Arsse/README.md
2018-11-07 13:01:46 -05:00

14 KiB

The Advanced RSS Environment

The Arsse is a news aggregator server which implements multiple synchronization protocols, including version 1.2 of NextCloud News' protocol and the Tiny Tiny RSS protocol (details below). Unlike most other aggregator servers, The Arsse does not include a Web front-end (though one is planned as a separate project), and it relies on existing protocols to maximize compatibility with existing clients.
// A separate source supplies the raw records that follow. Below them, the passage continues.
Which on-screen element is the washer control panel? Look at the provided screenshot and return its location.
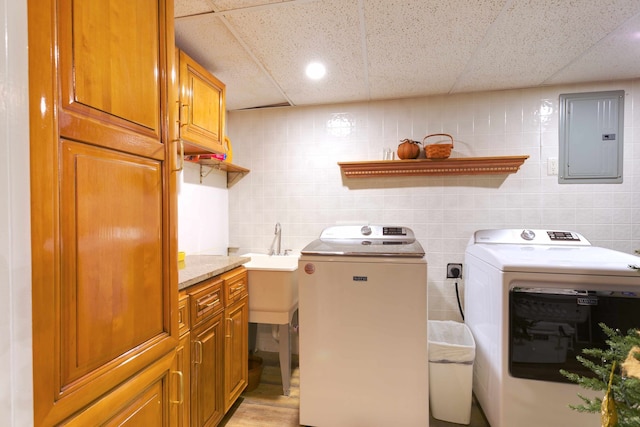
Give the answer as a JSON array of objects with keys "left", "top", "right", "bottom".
[{"left": 472, "top": 228, "right": 591, "bottom": 246}]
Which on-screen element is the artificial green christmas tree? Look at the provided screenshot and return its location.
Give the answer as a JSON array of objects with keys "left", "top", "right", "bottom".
[{"left": 560, "top": 324, "right": 640, "bottom": 427}]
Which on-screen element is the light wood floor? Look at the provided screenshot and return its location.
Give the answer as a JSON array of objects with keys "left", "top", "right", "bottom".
[{"left": 219, "top": 352, "right": 489, "bottom": 427}]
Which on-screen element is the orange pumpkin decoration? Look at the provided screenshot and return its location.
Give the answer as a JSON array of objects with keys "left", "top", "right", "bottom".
[{"left": 398, "top": 139, "right": 420, "bottom": 159}]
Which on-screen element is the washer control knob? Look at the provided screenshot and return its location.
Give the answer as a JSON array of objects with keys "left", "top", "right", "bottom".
[{"left": 520, "top": 230, "right": 536, "bottom": 240}]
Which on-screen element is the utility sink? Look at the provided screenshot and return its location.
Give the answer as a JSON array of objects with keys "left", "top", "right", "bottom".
[
  {"left": 242, "top": 253, "right": 298, "bottom": 325},
  {"left": 242, "top": 253, "right": 298, "bottom": 396}
]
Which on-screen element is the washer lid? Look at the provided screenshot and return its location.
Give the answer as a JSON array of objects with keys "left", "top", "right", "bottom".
[{"left": 301, "top": 225, "right": 424, "bottom": 258}]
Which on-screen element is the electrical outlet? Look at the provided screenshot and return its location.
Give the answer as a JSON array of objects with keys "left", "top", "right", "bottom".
[{"left": 447, "top": 263, "right": 462, "bottom": 279}]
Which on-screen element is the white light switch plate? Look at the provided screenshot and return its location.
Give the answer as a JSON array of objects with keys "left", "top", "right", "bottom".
[{"left": 547, "top": 157, "right": 558, "bottom": 175}]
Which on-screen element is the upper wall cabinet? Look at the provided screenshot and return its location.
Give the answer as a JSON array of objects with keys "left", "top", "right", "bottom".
[{"left": 178, "top": 50, "right": 225, "bottom": 154}]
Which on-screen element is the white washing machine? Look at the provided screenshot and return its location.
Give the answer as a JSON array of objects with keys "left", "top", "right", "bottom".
[
  {"left": 464, "top": 229, "right": 640, "bottom": 427},
  {"left": 298, "top": 225, "right": 429, "bottom": 427}
]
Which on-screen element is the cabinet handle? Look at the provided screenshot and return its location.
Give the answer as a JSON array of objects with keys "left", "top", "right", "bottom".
[
  {"left": 178, "top": 104, "right": 189, "bottom": 127},
  {"left": 169, "top": 371, "right": 184, "bottom": 405},
  {"left": 198, "top": 293, "right": 220, "bottom": 311},
  {"left": 193, "top": 340, "right": 202, "bottom": 365},
  {"left": 172, "top": 139, "right": 184, "bottom": 172},
  {"left": 225, "top": 317, "right": 233, "bottom": 338},
  {"left": 231, "top": 284, "right": 244, "bottom": 294}
]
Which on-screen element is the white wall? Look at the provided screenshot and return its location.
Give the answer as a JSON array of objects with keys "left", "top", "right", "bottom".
[
  {"left": 228, "top": 80, "right": 640, "bottom": 320},
  {"left": 0, "top": 0, "right": 33, "bottom": 427},
  {"left": 178, "top": 162, "right": 229, "bottom": 255}
]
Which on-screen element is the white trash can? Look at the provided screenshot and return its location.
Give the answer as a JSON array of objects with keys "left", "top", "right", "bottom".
[{"left": 427, "top": 320, "right": 476, "bottom": 424}]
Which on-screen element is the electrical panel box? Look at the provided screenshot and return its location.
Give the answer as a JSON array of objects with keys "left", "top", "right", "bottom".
[{"left": 558, "top": 90, "right": 624, "bottom": 184}]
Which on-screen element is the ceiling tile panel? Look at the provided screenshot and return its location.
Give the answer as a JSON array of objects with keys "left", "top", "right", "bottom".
[
  {"left": 544, "top": 13, "right": 640, "bottom": 84},
  {"left": 365, "top": 0, "right": 506, "bottom": 98},
  {"left": 175, "top": 0, "right": 640, "bottom": 109},
  {"left": 221, "top": 0, "right": 368, "bottom": 104},
  {"left": 175, "top": 15, "right": 287, "bottom": 110},
  {"left": 209, "top": 0, "right": 291, "bottom": 12},
  {"left": 454, "top": 0, "right": 640, "bottom": 92},
  {"left": 173, "top": 0, "right": 213, "bottom": 17}
]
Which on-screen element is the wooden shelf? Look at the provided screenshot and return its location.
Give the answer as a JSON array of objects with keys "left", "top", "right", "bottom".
[
  {"left": 187, "top": 159, "right": 250, "bottom": 188},
  {"left": 338, "top": 156, "right": 529, "bottom": 178}
]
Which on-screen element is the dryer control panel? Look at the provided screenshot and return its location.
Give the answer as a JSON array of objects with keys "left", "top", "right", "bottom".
[{"left": 473, "top": 228, "right": 591, "bottom": 246}]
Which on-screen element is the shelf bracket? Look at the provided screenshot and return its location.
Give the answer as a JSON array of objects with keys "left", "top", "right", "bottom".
[{"left": 200, "top": 165, "right": 220, "bottom": 184}]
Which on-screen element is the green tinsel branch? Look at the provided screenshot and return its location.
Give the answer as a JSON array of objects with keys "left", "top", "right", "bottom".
[{"left": 560, "top": 323, "right": 640, "bottom": 427}]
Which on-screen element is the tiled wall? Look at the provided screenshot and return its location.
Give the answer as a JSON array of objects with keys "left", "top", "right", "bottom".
[{"left": 228, "top": 80, "right": 640, "bottom": 320}]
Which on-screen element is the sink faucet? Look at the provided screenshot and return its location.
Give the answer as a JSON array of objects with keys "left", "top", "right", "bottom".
[{"left": 269, "top": 222, "right": 282, "bottom": 255}]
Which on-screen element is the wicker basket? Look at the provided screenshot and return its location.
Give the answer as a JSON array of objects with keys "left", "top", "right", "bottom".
[{"left": 422, "top": 133, "right": 453, "bottom": 159}]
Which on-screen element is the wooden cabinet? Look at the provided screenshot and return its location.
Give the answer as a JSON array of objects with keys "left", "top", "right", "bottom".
[
  {"left": 57, "top": 353, "right": 179, "bottom": 427},
  {"left": 188, "top": 278, "right": 224, "bottom": 427},
  {"left": 178, "top": 51, "right": 226, "bottom": 154},
  {"left": 171, "top": 295, "right": 191, "bottom": 427},
  {"left": 191, "top": 312, "right": 224, "bottom": 427},
  {"left": 222, "top": 267, "right": 249, "bottom": 412},
  {"left": 28, "top": 0, "right": 180, "bottom": 426},
  {"left": 180, "top": 267, "right": 249, "bottom": 427}
]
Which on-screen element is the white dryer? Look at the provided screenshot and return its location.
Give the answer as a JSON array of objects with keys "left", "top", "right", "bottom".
[{"left": 464, "top": 229, "right": 640, "bottom": 427}]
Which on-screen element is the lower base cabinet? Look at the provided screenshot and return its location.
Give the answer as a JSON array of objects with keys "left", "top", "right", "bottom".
[
  {"left": 224, "top": 297, "right": 249, "bottom": 412},
  {"left": 181, "top": 267, "right": 249, "bottom": 427},
  {"left": 171, "top": 330, "right": 191, "bottom": 427},
  {"left": 191, "top": 313, "right": 224, "bottom": 427}
]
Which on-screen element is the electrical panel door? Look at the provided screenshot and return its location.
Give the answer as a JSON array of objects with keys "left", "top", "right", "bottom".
[{"left": 558, "top": 90, "right": 624, "bottom": 184}]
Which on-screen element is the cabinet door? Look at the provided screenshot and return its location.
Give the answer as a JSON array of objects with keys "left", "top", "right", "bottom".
[
  {"left": 29, "top": 0, "right": 178, "bottom": 425},
  {"left": 224, "top": 297, "right": 249, "bottom": 412},
  {"left": 58, "top": 353, "right": 175, "bottom": 427},
  {"left": 171, "top": 332, "right": 191, "bottom": 427},
  {"left": 180, "top": 51, "right": 225, "bottom": 153},
  {"left": 191, "top": 313, "right": 224, "bottom": 427}
]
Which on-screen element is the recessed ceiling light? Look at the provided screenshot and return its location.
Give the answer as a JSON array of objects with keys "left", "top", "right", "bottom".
[{"left": 307, "top": 62, "right": 327, "bottom": 80}]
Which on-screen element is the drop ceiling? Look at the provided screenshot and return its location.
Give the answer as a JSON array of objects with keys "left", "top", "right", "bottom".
[{"left": 175, "top": 0, "right": 640, "bottom": 110}]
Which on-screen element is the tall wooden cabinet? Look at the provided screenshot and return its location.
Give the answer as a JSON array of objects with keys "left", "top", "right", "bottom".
[{"left": 28, "top": 0, "right": 184, "bottom": 426}]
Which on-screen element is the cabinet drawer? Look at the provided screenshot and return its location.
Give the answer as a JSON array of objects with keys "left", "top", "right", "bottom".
[
  {"left": 189, "top": 279, "right": 224, "bottom": 327},
  {"left": 178, "top": 294, "right": 191, "bottom": 336},
  {"left": 221, "top": 267, "right": 249, "bottom": 307}
]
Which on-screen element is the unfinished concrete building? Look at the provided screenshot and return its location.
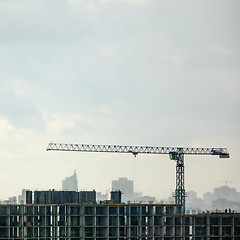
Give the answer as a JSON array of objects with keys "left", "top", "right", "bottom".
[{"left": 0, "top": 203, "right": 240, "bottom": 240}]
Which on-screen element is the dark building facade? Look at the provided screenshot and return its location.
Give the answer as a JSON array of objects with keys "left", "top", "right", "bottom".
[
  {"left": 26, "top": 190, "right": 96, "bottom": 204},
  {"left": 0, "top": 204, "right": 240, "bottom": 240}
]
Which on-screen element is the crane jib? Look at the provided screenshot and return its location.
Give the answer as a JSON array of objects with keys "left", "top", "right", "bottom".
[
  {"left": 47, "top": 143, "right": 229, "bottom": 158},
  {"left": 47, "top": 143, "right": 229, "bottom": 213}
]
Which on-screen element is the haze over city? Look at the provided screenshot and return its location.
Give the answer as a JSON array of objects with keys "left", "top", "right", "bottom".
[{"left": 0, "top": 0, "right": 240, "bottom": 202}]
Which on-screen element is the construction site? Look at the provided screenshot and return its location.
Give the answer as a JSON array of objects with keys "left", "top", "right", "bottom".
[
  {"left": 0, "top": 143, "right": 240, "bottom": 240},
  {"left": 0, "top": 193, "right": 240, "bottom": 240}
]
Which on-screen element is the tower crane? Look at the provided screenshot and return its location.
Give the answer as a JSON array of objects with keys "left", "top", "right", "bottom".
[{"left": 47, "top": 143, "right": 229, "bottom": 212}]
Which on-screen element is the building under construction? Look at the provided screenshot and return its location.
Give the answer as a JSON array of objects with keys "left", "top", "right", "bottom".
[{"left": 0, "top": 191, "right": 240, "bottom": 240}]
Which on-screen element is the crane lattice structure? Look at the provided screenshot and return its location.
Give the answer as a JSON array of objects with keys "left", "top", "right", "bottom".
[{"left": 47, "top": 143, "right": 229, "bottom": 212}]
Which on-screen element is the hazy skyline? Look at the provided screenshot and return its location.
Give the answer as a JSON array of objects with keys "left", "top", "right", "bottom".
[{"left": 0, "top": 0, "right": 240, "bottom": 199}]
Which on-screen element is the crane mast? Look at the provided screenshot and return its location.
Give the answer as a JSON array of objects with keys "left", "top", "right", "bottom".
[{"left": 47, "top": 143, "right": 229, "bottom": 213}]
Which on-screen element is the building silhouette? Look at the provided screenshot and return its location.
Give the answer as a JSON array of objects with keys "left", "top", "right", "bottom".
[{"left": 62, "top": 170, "right": 78, "bottom": 191}]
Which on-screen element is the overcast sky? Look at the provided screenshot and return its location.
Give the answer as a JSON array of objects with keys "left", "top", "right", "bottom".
[{"left": 0, "top": 0, "right": 240, "bottom": 199}]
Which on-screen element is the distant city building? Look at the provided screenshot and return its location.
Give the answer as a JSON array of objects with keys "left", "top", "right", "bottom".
[
  {"left": 62, "top": 170, "right": 78, "bottom": 191},
  {"left": 97, "top": 192, "right": 108, "bottom": 202},
  {"left": 112, "top": 178, "right": 133, "bottom": 202}
]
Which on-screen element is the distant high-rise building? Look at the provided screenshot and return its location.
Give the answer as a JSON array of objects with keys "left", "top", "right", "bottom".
[
  {"left": 112, "top": 178, "right": 134, "bottom": 202},
  {"left": 62, "top": 170, "right": 78, "bottom": 191}
]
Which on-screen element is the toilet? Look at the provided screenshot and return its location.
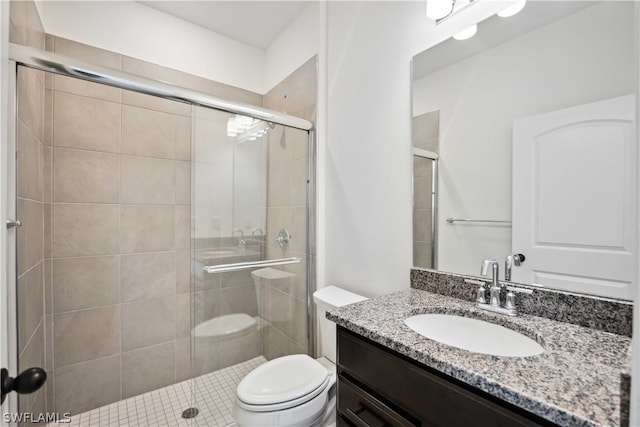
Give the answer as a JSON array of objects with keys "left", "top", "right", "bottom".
[{"left": 234, "top": 286, "right": 367, "bottom": 427}]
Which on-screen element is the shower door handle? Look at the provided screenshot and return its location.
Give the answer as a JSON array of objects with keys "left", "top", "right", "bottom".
[{"left": 0, "top": 368, "right": 47, "bottom": 404}]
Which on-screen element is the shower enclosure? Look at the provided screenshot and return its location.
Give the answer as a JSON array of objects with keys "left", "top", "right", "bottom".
[{"left": 9, "top": 45, "right": 314, "bottom": 424}]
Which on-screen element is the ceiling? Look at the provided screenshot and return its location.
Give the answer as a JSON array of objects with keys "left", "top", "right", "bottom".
[{"left": 140, "top": 0, "right": 310, "bottom": 50}]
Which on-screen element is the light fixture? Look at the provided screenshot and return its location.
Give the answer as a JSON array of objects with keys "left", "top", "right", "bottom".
[
  {"left": 427, "top": 0, "right": 478, "bottom": 24},
  {"left": 497, "top": 0, "right": 527, "bottom": 18},
  {"left": 227, "top": 114, "right": 270, "bottom": 143},
  {"left": 427, "top": 0, "right": 455, "bottom": 21},
  {"left": 453, "top": 24, "right": 478, "bottom": 40}
]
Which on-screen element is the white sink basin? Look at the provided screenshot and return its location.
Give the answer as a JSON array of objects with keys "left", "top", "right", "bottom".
[{"left": 404, "top": 314, "right": 544, "bottom": 357}]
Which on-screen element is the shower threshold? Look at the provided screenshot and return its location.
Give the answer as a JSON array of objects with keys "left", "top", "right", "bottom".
[{"left": 47, "top": 356, "right": 267, "bottom": 427}]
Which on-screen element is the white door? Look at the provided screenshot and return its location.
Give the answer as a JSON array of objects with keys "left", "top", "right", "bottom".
[{"left": 512, "top": 95, "right": 637, "bottom": 299}]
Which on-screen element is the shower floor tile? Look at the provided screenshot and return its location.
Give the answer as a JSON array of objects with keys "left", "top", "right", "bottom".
[{"left": 47, "top": 356, "right": 267, "bottom": 427}]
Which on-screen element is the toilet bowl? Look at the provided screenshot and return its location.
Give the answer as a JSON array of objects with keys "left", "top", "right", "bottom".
[{"left": 234, "top": 286, "right": 366, "bottom": 427}]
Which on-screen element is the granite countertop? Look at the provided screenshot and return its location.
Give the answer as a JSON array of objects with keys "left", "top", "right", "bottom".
[{"left": 327, "top": 289, "right": 631, "bottom": 426}]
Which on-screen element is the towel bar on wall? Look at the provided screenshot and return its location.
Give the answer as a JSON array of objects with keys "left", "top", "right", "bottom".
[{"left": 447, "top": 218, "right": 511, "bottom": 225}]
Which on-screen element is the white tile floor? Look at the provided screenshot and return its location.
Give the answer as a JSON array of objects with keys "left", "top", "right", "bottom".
[{"left": 48, "top": 356, "right": 267, "bottom": 427}]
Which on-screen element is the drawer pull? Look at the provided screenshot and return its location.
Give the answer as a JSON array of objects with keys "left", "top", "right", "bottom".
[{"left": 347, "top": 408, "right": 377, "bottom": 427}]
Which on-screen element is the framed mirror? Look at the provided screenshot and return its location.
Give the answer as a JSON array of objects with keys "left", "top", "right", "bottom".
[{"left": 412, "top": 1, "right": 638, "bottom": 299}]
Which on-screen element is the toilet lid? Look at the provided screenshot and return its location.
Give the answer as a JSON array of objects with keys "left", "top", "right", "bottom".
[{"left": 237, "top": 354, "right": 329, "bottom": 405}]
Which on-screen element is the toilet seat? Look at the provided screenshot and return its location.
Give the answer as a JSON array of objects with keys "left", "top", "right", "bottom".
[{"left": 236, "top": 354, "right": 330, "bottom": 412}]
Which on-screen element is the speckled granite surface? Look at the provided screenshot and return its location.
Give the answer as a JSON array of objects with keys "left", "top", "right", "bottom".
[
  {"left": 327, "top": 289, "right": 630, "bottom": 426},
  {"left": 411, "top": 268, "right": 633, "bottom": 337}
]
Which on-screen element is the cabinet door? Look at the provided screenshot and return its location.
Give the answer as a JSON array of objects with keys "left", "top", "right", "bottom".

At present the software should be considered in an "alpha" state: though its core subsystems are covered by unit tests and should be free of major bugs, not everything has been rigorously tested. Additionally, many features one would expect from other similar software have yet to be implemented. Areas of future work include:

  • Support for more database engines (PostgreSQL, MySQL, MariaDB)
  • Providing more sync protocols (Google Reader, Fever, others)
  • Better packaging and configuration samples

Requirements

The Arsse has the following requirements:

  • A Linux server utilizing systemd and Nginx (tested on Ubuntu 16.04)
  • PHP 7.0.7 or later with the following extensions:
  • Privileges to create and run daemon processes on the server

Installation

At present, installation of The Arsse is rather manual. We hope to improve this in the future, but for now the steps below should help get you started. The instructions and configuration samples assume you will be using Ubuntu 16.04 (or equivalent Debian) and Nginx; we hope to expand official support for different configurations in the future as well.

Initial setup

  1. Extract the tar archive to /usr/share
  2. If desired, create /usr/share/arsse/config.php using config.defaults.php as a guide. The file you create only needs to contain non-default settings. The userPreAuth setting may be of particular interest
  3. Copy /usr/share/arsse/dist/arsse.service to /lib/systemd/system
  4. In a terminal, execute the following to start the feed fetching service:
sudo systemctl enable arsse
sudo systemctl start arsse

Configuring the Web server and PHP

Sample configuration parameters for Nginx can be found in arsse/dist/nginx.conf and arsse/dist/nginx-fcgi.conf; the samples assume a server group has already been defined for PHP. How to configure an Nginx service to use PHP and install the required PHP extensions is beyond the scope of this document, however.

Adding users

The Arsse includes a user add <username> [<password>] console command to add users to the database; for example running php arsse.php user add admin password will add the user admin with the password pasword to the database. Other commands for managing users are also available.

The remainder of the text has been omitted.